Un deuxième projet à Touchstone, financé par la Fondation Horses and Humans in Research, examine comment l’emploi de chevaux dans le cadre d’une psychothérapie peut réduire les symptômes du trouble de stress post-traumatique (SSPT) chez les enfants. Les thérapeutes demandent aux enfants d’interagir avec les chevaux pour démontrer comment le langage corporel des enfants et d’autres indices physiques influencent le comportement des animaux.
« L’un des symptômes du SSPT est d’être soit hyper-excité, soit sous-excité”, explique Mueller, et les chevaux réagissent à cela — évitant les enfants nerveux et ignorant ceux qui sont émotionnellement détachés. Afin d’interagir positivement avec leurs chevaux de thérapie, les enfants doivent apprendre à mieux réguler leur propre réponse de combat ou de fuite – en prenant de profondes respirations et en utilisant d’autres techniques pour abaisser leur fréquence cardiaque et détendre leurs muscles.

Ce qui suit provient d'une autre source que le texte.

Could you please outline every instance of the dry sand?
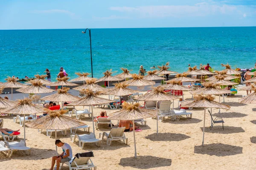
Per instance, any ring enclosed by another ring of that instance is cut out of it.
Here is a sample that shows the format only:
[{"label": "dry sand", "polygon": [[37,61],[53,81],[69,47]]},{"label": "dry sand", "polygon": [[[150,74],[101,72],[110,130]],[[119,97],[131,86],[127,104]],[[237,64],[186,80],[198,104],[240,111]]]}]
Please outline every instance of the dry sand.
[{"label": "dry sand", "polygon": [[[92,158],[98,170],[169,170],[169,169],[230,169],[255,170],[256,160],[256,107],[255,105],[242,104],[238,102],[246,91],[239,91],[238,95],[225,98],[224,103],[231,106],[230,110],[213,110],[214,116],[221,116],[225,122],[224,130],[221,125],[215,124],[209,130],[210,117],[207,113],[206,120],[205,145],[201,146],[204,110],[193,109],[192,119],[184,117],[180,121],[165,119],[159,123],[158,136],[156,135],[156,121],[147,119],[147,125],[141,126],[142,132],[135,133],[137,158],[134,156],[133,133],[125,133],[128,138],[128,145],[121,142],[113,142],[111,146],[102,141],[100,147],[94,144],[86,144],[83,149],[77,143],[72,143],[70,132],[67,136],[58,133],[58,138],[70,144],[73,154],[92,150]],[[185,92],[184,99],[191,99],[191,95]],[[218,101],[218,96],[216,97]],[[221,102],[223,98],[221,98]],[[174,103],[177,107],[177,101]],[[99,114],[102,109],[95,109],[94,116]],[[105,109],[108,113],[116,111]],[[190,110],[188,110],[190,111]],[[23,136],[23,129],[19,124],[13,122],[11,117],[2,117],[4,128],[13,130],[20,129],[20,140]],[[82,120],[91,126],[92,121],[88,117]],[[113,121],[116,124],[116,121]],[[100,132],[109,131],[107,125],[99,125],[96,130],[97,138]],[[78,130],[78,133],[84,132]],[[16,151],[12,158],[0,153],[2,170],[47,170],[50,167],[52,156],[55,154],[54,134],[47,137],[44,130],[42,134],[37,129],[26,128],[27,146],[31,148],[31,155]],[[58,151],[61,153],[61,150]],[[68,170],[66,166],[63,169]]]}]

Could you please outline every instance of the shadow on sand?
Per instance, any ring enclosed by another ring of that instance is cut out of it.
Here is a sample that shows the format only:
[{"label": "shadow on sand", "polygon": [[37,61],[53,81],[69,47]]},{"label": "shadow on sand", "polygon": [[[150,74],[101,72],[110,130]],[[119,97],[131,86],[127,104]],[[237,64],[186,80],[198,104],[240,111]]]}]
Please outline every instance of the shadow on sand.
[{"label": "shadow on sand", "polygon": [[[203,131],[203,128],[201,128]],[[224,130],[222,130],[222,126],[213,126],[211,130],[208,127],[205,128],[204,131],[212,133],[230,134],[244,132],[245,131],[241,127],[224,126]]]},{"label": "shadow on sand", "polygon": [[212,115],[214,116],[221,117],[223,118],[232,118],[234,117],[243,117],[248,116],[247,114],[238,112],[216,113]]},{"label": "shadow on sand", "polygon": [[243,147],[221,143],[195,146],[194,153],[212,156],[224,156],[243,153]]},{"label": "shadow on sand", "polygon": [[180,141],[190,138],[190,136],[181,133],[157,133],[151,134],[145,138],[152,141]]},{"label": "shadow on sand", "polygon": [[168,167],[172,164],[172,159],[152,156],[138,156],[121,158],[119,165],[138,169],[149,169]]}]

« Ces chevaux sont devenus une telle ressource pour les gens”, des adolescents autistes aux anciens combattants atteints de SSPT de retour, explique McKinney. « Nous voulons nous assurer que ces animaux spéciaux ont la meilleure qualité de vie possible », tout en générant les preuves qui permettront à ces thérapies de devenir des traitements courants.
Les compagnies d’assurance couvrent rarement la thérapie assistée par les équidés, généralement uniquement lorsqu’un cheval est utilisé comme plate-forme pour l’exercice physique qui améliore la stabilité ou l’amplitude des mouvements. En conséquence, la psychothérapie assistée par les équidés est souvent hors de la portée financière de beaucoup, dit Mueller.

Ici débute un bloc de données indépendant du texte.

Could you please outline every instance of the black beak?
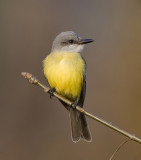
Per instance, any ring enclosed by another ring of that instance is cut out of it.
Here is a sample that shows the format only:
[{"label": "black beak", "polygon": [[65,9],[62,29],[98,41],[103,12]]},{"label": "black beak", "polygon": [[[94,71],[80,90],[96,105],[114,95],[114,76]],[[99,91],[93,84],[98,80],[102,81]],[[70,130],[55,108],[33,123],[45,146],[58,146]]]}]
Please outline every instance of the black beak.
[{"label": "black beak", "polygon": [[93,42],[93,39],[80,39],[79,44],[87,44]]}]

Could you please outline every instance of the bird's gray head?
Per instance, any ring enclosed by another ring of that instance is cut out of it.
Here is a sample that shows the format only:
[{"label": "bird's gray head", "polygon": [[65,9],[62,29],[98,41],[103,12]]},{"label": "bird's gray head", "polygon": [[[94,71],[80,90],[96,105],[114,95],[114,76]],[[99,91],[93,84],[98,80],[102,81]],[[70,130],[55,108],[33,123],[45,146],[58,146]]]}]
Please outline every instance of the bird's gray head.
[{"label": "bird's gray head", "polygon": [[78,34],[67,31],[60,33],[54,40],[52,52],[78,52],[84,49],[86,43],[93,42],[92,39],[82,39]]}]

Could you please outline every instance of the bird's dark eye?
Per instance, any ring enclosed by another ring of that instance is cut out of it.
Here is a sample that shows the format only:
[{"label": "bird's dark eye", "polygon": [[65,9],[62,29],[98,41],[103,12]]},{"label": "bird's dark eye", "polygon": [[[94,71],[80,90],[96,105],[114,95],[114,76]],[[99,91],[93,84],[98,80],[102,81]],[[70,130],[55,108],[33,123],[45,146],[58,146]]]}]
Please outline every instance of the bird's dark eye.
[{"label": "bird's dark eye", "polygon": [[70,43],[70,44],[73,44],[73,43],[74,43],[74,40],[72,40],[72,39],[69,40],[69,43]]}]

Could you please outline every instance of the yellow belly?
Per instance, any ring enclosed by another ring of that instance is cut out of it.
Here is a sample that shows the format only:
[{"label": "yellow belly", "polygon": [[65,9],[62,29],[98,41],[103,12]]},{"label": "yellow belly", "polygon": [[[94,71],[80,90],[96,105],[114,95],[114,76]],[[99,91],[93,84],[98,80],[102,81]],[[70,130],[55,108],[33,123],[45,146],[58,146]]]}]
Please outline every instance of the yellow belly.
[{"label": "yellow belly", "polygon": [[44,74],[51,88],[70,100],[79,100],[85,63],[79,53],[54,52],[44,60]]}]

Le travail de l’institut peut également conduire à des changements de politique publique qui n’ont pas de prix. « Beaucoup de familles de militaires disent qu’il est difficile de traverser les frontières de l’État avec un animal de compagnie, en raison de diverses politiques de logement, d’essayer de trouver un vétérinaire et d’autres moyens logistiques”, explique Mueller. « Si nous pouvions les aider à résoudre ces problèmes, ce serait un moyen peu coûteux d’aider les familles de militaires à maximiser les nombreux avantages que nous retirons d’une relation positive avec un animal. »
Genevieve Rajewski peut être contactée à [email protected] .
Cette histoire est apparue pour la première fois dans le numéro d’été 2015 du magazine Cummings Veterinary Medicine.